Partly because of Gov. Bob McDonnell’s (R) transportation plan that relies on tax revenue from remote sales, and partly because of the roles of two political heavyweights representing Virginia in Congress, the Old Dominion has fast become the new focus in passing sales tax legislation through the House.
Lobbyists following the issue told BNA they see two players, House Majority Leader Eric Cantor (R-Va.) and the new chairman of the House Judiciary Committee, Rep. Bob Goodlatte (R-Va.), as critical to the bill’s passage. So far, neither has endorsed giving states authority to compel online retailers elsewhere to collect sales tax on behalf of the state where a customer lives.
States Lose Billions
Without federal legislation to clear the way for sales tax collections, states will continue to lose billions in uncollected revenue, the National Governors Association has said. The association estimates states lose $23 billion a year from uncollected taxes on remote sales.

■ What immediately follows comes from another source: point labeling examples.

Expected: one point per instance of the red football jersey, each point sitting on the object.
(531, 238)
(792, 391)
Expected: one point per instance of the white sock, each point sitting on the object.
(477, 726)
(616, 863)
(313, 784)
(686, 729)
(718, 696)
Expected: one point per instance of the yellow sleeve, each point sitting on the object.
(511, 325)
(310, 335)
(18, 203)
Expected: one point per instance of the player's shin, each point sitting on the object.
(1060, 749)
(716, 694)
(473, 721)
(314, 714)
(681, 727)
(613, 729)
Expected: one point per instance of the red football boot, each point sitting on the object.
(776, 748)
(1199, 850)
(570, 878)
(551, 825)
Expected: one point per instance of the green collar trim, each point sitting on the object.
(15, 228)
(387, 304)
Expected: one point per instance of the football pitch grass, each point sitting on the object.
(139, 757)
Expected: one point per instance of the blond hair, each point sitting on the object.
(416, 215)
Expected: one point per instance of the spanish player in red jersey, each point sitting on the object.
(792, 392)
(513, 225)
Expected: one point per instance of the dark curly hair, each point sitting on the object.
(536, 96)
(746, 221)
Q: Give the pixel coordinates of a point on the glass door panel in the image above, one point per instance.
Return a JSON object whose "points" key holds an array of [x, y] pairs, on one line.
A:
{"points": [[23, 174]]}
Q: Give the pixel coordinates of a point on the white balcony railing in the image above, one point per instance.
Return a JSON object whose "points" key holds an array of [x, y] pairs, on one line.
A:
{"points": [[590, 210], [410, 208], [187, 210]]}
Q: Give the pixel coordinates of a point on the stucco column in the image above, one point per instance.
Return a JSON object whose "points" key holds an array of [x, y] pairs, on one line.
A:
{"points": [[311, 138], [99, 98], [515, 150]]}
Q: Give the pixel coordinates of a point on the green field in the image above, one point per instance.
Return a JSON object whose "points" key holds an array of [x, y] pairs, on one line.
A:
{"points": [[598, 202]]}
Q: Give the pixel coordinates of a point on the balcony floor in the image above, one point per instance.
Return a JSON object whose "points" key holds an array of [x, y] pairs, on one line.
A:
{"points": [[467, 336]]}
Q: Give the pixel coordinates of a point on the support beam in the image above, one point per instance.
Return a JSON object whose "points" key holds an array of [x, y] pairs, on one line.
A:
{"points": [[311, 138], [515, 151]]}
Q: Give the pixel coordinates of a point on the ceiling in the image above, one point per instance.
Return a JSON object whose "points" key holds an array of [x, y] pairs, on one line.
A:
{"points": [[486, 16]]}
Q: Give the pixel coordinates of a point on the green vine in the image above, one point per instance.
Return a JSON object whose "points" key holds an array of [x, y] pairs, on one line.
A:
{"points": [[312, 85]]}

The issue has been percolating for years, beginning with catalog sales in the days before the Internet. Those were the basis for the 1992 U.S. Supreme Court decision, Quill v. North Dakota, in which the court declared that only Congress could give states authority to collect sales taxes on remote sales across state lines.
Goodlatte’s committee will consider the legislation (H.R. 684), the Marketplace Fairness Act. Cantor sets the agenda for which bills reach the House floor. And McDonnell has stepped to the forefront of the issue nationally by hinging lower gas taxes on the eventual collection of more taxes on remote sales.
Cantor has not publicly stated his position on the issue; a spokeswoman did not return an email from BNA seeking comment.
Goodlatte, asked for comment the week of Feb. 25, told BNA, “We’re working on it. It’s got a long way to go. That’s all I’m going to say.”